"The European Union is expected to implement sweeping new data privacy laws in May. Known as the General Data Protection Regulation, they will restrict how tech companies collect, store, and use personal data from people across the EU—as well as require companies to clearly explain how they plan to use personal information. Here, CIS Director of Privacy Albert Gidari explains the new regulations and how they might affect American users.
What will these new laws actually do for personal privacy? Do you expect the EU regulations to improve privacy for everyone, not just Europeans?
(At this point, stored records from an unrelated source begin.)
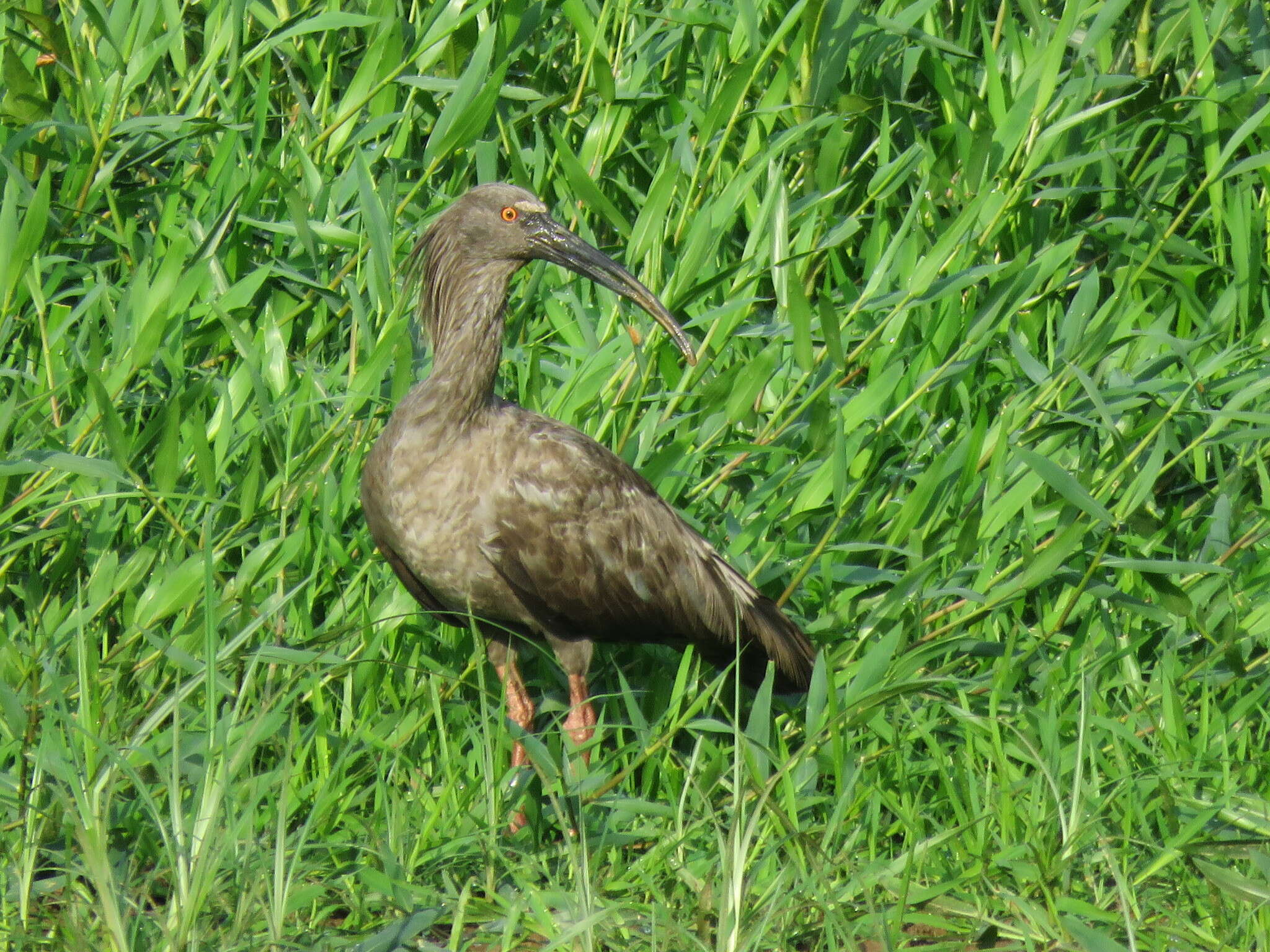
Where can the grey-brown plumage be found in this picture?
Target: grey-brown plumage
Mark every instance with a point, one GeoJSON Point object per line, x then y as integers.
{"type": "Point", "coordinates": [533, 528]}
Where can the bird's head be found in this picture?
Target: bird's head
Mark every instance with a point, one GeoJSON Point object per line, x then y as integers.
{"type": "Point", "coordinates": [499, 224]}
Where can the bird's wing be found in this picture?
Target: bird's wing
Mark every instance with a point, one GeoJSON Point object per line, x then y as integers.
{"type": "Point", "coordinates": [592, 551]}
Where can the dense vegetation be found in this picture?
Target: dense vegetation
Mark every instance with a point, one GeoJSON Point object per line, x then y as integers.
{"type": "Point", "coordinates": [981, 294]}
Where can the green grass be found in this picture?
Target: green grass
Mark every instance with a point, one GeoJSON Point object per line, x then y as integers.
{"type": "Point", "coordinates": [982, 298]}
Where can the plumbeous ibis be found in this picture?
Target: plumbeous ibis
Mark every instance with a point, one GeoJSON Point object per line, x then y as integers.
{"type": "Point", "coordinates": [493, 513]}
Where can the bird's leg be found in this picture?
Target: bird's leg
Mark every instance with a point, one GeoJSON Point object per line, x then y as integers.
{"type": "Point", "coordinates": [580, 721]}
{"type": "Point", "coordinates": [520, 708]}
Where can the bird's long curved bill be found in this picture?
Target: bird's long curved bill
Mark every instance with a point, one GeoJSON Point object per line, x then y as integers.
{"type": "Point", "coordinates": [559, 245]}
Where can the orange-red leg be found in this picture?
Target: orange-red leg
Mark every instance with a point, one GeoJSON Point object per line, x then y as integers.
{"type": "Point", "coordinates": [580, 720]}
{"type": "Point", "coordinates": [520, 708]}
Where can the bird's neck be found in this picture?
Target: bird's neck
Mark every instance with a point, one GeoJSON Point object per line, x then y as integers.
{"type": "Point", "coordinates": [463, 311]}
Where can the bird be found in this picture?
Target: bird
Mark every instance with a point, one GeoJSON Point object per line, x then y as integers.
{"type": "Point", "coordinates": [495, 514]}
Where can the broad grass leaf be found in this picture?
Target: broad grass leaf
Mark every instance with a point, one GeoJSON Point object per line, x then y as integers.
{"type": "Point", "coordinates": [1066, 485]}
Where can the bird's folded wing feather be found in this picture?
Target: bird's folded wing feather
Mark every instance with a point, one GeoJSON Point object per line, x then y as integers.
{"type": "Point", "coordinates": [592, 551]}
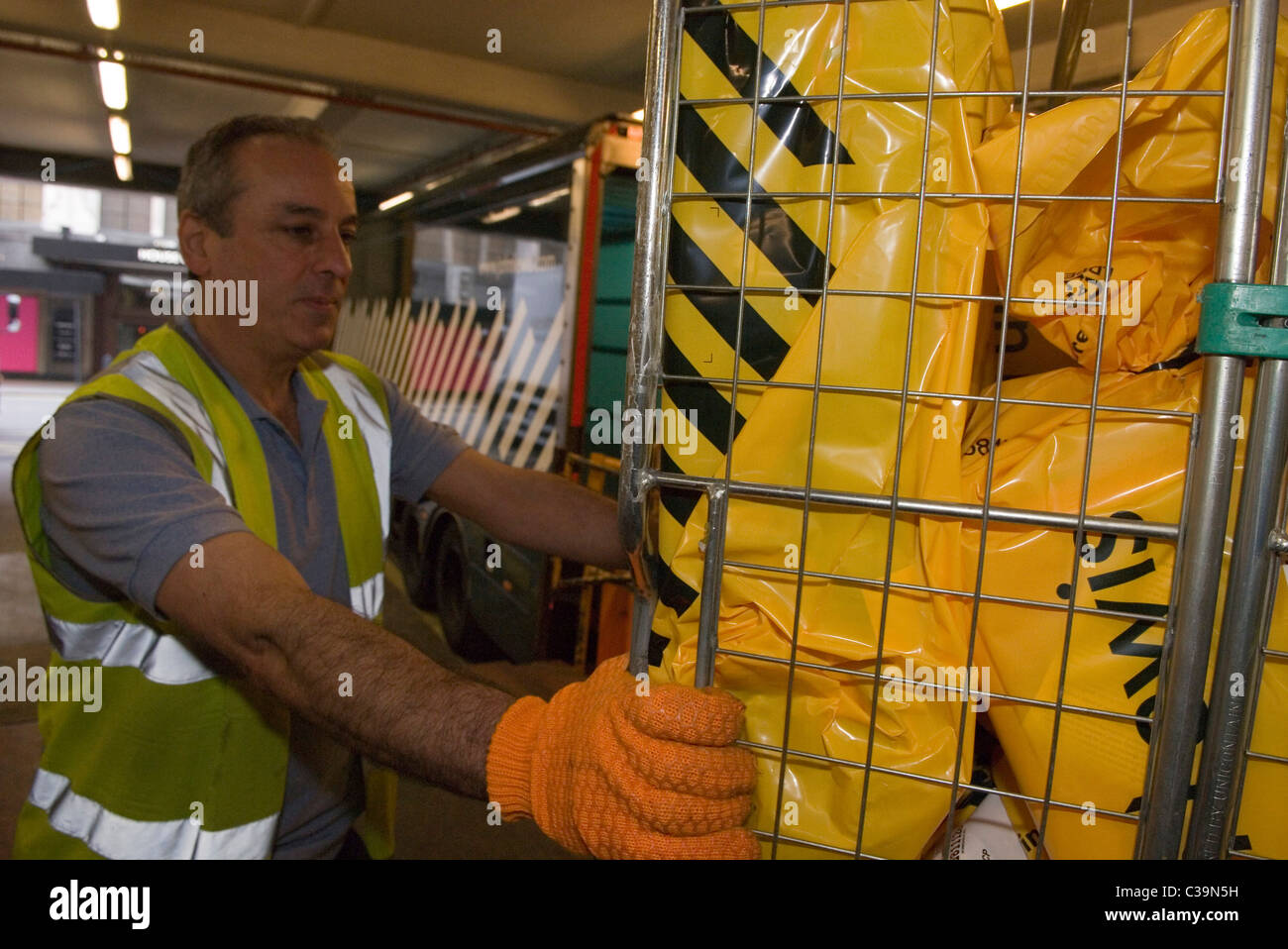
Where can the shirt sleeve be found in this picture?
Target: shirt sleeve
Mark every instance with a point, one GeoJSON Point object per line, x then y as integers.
{"type": "Point", "coordinates": [421, 450]}
{"type": "Point", "coordinates": [123, 499]}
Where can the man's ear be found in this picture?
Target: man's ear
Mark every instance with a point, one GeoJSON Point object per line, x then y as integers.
{"type": "Point", "coordinates": [194, 236]}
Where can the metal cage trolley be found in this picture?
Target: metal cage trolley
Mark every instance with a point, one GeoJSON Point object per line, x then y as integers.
{"type": "Point", "coordinates": [853, 218]}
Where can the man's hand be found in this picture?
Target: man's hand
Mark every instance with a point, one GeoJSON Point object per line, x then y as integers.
{"type": "Point", "coordinates": [532, 509]}
{"type": "Point", "coordinates": [609, 772]}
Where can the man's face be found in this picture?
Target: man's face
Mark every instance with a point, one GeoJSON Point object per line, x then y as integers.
{"type": "Point", "coordinates": [291, 226]}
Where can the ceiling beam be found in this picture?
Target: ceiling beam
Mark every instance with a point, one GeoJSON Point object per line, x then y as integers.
{"type": "Point", "coordinates": [364, 64]}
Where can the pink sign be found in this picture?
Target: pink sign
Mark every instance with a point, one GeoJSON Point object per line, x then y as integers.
{"type": "Point", "coordinates": [20, 336]}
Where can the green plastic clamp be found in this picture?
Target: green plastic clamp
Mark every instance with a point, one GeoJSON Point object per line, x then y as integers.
{"type": "Point", "coordinates": [1231, 321]}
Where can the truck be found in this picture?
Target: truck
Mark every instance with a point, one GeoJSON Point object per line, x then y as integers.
{"type": "Point", "coordinates": [514, 334]}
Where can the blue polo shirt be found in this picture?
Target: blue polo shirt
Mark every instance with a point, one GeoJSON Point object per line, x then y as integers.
{"type": "Point", "coordinates": [123, 502]}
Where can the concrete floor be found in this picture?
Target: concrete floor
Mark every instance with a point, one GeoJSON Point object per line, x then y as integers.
{"type": "Point", "coordinates": [432, 821]}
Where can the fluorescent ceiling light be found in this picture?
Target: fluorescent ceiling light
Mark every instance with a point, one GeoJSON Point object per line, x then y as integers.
{"type": "Point", "coordinates": [120, 132]}
{"type": "Point", "coordinates": [111, 81]}
{"type": "Point", "coordinates": [503, 214]}
{"type": "Point", "coordinates": [104, 13]}
{"type": "Point", "coordinates": [394, 201]}
{"type": "Point", "coordinates": [548, 197]}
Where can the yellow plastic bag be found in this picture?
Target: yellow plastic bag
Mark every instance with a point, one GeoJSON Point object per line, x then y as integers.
{"type": "Point", "coordinates": [1137, 471]}
{"type": "Point", "coordinates": [855, 438]}
{"type": "Point", "coordinates": [1162, 252]}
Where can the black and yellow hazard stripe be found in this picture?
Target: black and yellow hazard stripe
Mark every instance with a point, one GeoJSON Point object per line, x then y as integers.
{"type": "Point", "coordinates": [785, 248]}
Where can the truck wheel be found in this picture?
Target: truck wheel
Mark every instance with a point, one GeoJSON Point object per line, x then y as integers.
{"type": "Point", "coordinates": [417, 566]}
{"type": "Point", "coordinates": [450, 572]}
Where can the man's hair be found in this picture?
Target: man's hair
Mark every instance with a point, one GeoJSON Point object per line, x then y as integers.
{"type": "Point", "coordinates": [207, 184]}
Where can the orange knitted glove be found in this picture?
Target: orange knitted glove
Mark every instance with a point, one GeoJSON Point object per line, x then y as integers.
{"type": "Point", "coordinates": [610, 773]}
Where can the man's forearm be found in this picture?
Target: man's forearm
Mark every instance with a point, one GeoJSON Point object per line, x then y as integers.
{"type": "Point", "coordinates": [567, 519]}
{"type": "Point", "coordinates": [381, 695]}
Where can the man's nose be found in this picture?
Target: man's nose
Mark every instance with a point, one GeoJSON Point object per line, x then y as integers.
{"type": "Point", "coordinates": [334, 257]}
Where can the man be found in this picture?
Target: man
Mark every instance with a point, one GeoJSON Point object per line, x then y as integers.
{"type": "Point", "coordinates": [207, 527]}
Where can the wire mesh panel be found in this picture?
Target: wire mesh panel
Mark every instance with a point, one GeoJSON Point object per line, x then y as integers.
{"type": "Point", "coordinates": [934, 323]}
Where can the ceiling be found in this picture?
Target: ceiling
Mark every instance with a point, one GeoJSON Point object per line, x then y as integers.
{"type": "Point", "coordinates": [407, 86]}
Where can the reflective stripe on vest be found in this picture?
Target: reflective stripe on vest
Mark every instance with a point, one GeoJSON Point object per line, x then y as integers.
{"type": "Point", "coordinates": [121, 838]}
{"type": "Point", "coordinates": [158, 656]}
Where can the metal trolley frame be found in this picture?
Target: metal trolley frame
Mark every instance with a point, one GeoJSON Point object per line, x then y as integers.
{"type": "Point", "coordinates": [1199, 536]}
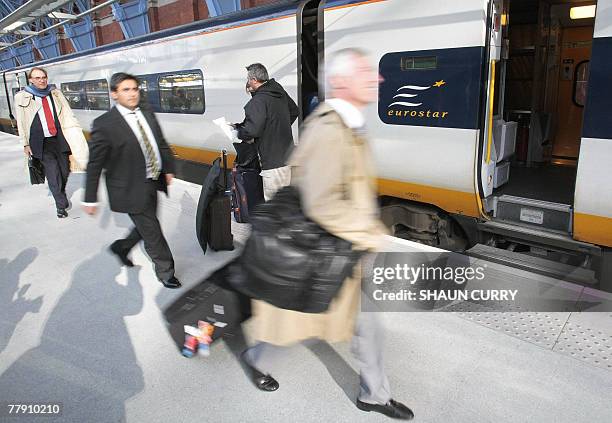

The GDPR applies to the personal data of EU residents, so theoretically the changes in EU law would not provide greater protections for residents of the rest of the world. But, the GDPR applies extraterritorially to those companies that process the personal data of any EU resident so the practical effect of the law is to force platforms and Internet companies around the globe to comply with GDPR requirements everywhere. The alternative would be for companies to create two separate systems and infrastructure to separate EU data, which simply isn’t practical in an interconnected world. That means people everywhere will see increased transparency about what data is collected, how it is used, to whom it is disclosed, and have the ability to limit all of the above. Even though the compliance date is around the corner, we are still waiting to see how the GDPR will be implemented in each country so people should look at this as a process that will take time. But because the fines are so great under the GDPR (up to 4% of global revenue), companies have had to anticipate compliance in many areas to be ready."